Your child’s doctor may recommend anal dilation following surgery to prevent scar tissue from forming that could narrow the opening. Our team then follows the child with periodic anatomy checks to make sure the surgery heals properly and that the child’s development is on track.
What are the benefits of the PSARP procedure?
The PSARP procedure helps create a more normal anatomy so the child can poop safely.
What to expect at the Comprehensive Colorectal Center
The Comprehensive Colorectal Center always strives for the best possible outcome for each individual patient.
Surgical procedures are designed to restore potential function. However, since absent or under-developed neurological and muscular structures are often a part of an anorectal malformation, many children will need some additional assistance in controlling their bowel movements or may struggle with constipation.

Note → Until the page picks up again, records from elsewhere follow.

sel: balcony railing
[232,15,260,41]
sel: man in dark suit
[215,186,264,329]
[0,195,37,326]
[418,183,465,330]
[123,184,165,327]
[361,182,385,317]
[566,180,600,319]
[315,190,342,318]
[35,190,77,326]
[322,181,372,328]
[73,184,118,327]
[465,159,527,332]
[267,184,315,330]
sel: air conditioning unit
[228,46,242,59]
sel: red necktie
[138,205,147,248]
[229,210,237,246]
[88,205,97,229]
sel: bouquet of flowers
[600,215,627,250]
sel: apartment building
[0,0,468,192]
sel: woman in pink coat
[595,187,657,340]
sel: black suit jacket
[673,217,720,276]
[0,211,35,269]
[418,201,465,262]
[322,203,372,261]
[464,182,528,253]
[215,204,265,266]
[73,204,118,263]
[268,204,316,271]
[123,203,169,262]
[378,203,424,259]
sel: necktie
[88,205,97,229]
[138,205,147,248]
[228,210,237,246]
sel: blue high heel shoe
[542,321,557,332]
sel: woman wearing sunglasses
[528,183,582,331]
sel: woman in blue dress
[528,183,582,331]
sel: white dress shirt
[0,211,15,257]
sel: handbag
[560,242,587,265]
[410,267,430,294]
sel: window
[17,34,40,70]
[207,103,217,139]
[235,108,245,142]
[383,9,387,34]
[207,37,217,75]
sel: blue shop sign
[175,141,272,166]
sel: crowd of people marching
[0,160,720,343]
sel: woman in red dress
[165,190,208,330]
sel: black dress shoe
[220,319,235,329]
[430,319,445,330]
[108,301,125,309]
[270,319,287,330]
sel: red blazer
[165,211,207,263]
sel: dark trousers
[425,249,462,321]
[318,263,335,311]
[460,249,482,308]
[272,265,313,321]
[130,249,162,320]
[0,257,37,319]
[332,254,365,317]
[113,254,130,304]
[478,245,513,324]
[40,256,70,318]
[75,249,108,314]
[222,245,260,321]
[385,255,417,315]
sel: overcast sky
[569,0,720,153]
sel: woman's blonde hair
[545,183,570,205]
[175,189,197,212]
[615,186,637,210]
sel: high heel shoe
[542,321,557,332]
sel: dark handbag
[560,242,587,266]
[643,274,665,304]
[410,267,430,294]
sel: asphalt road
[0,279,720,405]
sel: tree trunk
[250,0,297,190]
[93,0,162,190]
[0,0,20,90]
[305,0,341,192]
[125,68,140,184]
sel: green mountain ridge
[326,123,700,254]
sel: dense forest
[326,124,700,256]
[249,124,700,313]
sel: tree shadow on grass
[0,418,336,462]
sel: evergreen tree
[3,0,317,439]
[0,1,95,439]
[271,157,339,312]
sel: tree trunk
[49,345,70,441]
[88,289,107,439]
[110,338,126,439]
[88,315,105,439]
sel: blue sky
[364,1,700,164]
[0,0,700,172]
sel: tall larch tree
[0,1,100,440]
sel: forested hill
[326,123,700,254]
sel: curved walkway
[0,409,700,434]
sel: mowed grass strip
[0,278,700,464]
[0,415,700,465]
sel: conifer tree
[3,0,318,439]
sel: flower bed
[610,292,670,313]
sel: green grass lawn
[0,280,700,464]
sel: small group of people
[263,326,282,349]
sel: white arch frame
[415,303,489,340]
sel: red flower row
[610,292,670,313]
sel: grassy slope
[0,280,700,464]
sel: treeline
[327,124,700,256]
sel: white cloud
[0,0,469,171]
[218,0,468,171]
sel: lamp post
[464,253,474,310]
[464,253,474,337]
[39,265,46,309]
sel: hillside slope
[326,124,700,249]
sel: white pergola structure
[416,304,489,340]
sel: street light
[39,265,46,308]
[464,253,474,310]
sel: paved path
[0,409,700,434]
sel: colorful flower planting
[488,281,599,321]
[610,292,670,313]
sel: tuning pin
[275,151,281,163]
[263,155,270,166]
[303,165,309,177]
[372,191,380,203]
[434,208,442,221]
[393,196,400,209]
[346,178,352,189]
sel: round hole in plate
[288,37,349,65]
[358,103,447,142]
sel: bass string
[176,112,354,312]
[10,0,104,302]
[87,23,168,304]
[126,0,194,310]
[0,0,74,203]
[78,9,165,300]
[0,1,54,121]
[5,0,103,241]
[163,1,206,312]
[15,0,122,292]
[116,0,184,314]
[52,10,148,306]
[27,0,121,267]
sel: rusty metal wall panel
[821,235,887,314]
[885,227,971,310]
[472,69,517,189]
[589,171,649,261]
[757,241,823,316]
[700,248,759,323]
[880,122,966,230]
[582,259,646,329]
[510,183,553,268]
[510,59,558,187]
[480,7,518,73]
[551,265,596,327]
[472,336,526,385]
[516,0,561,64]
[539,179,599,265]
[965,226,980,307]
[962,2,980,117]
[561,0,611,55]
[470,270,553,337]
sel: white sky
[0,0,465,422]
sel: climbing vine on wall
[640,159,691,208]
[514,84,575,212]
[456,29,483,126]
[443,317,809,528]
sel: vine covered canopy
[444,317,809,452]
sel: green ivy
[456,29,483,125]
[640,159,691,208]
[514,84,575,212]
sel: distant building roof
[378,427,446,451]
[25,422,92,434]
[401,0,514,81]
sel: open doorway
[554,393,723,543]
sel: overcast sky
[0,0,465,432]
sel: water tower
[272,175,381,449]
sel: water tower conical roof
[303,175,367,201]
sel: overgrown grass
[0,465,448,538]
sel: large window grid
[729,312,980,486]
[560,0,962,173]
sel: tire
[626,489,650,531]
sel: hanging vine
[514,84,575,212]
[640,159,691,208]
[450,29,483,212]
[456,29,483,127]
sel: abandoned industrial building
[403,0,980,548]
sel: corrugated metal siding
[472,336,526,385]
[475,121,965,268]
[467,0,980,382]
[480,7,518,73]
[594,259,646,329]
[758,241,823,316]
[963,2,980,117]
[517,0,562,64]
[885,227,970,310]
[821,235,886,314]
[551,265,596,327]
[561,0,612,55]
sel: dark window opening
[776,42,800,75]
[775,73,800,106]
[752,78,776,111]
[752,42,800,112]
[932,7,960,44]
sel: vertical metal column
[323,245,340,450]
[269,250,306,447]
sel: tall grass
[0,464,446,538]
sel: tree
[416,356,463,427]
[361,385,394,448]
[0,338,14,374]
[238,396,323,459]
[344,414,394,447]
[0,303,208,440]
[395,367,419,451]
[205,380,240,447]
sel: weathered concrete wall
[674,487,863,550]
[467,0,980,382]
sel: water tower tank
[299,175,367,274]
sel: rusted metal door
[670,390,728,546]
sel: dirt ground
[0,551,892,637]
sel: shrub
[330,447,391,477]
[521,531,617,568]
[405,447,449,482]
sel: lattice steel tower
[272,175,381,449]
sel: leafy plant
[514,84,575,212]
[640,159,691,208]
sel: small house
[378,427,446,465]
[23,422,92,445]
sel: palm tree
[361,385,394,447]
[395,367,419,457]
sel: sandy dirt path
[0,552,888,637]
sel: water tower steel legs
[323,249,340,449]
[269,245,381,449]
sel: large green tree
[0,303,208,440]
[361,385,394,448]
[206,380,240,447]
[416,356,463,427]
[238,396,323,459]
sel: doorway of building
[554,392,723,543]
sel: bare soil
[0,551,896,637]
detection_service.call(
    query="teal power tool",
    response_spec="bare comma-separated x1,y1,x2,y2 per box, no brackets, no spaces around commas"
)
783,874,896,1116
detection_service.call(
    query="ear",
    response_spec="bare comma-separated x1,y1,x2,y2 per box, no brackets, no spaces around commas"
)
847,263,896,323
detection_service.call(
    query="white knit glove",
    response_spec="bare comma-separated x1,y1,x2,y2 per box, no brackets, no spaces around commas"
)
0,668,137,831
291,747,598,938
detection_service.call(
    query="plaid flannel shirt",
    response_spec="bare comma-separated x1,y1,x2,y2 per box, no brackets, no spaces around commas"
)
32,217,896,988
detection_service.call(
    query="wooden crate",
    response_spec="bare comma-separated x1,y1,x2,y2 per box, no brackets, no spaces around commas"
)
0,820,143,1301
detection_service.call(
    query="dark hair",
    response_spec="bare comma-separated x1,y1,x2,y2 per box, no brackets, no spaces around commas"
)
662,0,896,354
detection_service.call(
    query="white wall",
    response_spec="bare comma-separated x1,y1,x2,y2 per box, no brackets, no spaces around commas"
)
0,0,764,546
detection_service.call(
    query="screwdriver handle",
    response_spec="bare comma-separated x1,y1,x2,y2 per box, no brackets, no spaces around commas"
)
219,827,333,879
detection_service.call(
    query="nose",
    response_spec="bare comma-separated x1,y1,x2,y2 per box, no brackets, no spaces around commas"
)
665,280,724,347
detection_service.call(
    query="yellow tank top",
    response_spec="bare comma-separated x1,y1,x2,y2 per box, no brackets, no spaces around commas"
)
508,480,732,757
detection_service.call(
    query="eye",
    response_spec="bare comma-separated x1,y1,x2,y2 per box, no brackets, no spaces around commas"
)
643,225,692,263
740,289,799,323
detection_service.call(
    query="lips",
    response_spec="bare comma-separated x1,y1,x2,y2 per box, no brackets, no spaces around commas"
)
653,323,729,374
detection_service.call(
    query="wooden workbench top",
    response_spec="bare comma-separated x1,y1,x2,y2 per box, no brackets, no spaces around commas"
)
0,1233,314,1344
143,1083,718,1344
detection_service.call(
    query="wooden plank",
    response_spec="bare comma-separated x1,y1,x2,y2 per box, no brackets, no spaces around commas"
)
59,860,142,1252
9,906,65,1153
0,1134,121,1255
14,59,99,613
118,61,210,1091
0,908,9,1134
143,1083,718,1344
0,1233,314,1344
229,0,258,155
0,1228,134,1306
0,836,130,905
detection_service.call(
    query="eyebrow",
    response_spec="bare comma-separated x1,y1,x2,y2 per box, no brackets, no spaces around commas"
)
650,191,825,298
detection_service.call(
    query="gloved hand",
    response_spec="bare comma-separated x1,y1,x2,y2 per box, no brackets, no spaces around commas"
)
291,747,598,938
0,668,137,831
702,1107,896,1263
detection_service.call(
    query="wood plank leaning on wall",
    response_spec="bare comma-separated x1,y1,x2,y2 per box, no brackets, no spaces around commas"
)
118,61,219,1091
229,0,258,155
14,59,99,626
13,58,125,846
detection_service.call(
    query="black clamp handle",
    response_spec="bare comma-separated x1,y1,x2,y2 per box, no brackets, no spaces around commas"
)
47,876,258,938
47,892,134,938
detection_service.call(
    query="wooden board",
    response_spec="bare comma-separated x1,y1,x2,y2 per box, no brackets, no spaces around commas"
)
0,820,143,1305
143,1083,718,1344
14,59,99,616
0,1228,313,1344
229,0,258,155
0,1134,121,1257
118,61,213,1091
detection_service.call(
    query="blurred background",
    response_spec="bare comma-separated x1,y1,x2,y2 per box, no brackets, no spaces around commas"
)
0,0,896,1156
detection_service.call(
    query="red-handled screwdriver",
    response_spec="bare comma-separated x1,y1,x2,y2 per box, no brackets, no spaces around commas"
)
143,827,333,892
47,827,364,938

These children can benefit from a structured bowel management program once they are ready to toilet train. The Comprehensive Colorectal Center offers these programs via our Bowel Management Boot Camp or individual clinic visits.
Children with more complex syndromes affecting other body systems will need long-term management from a diverse care team, possibly including specialists in nephrology, orthopedics, and gastroenterology.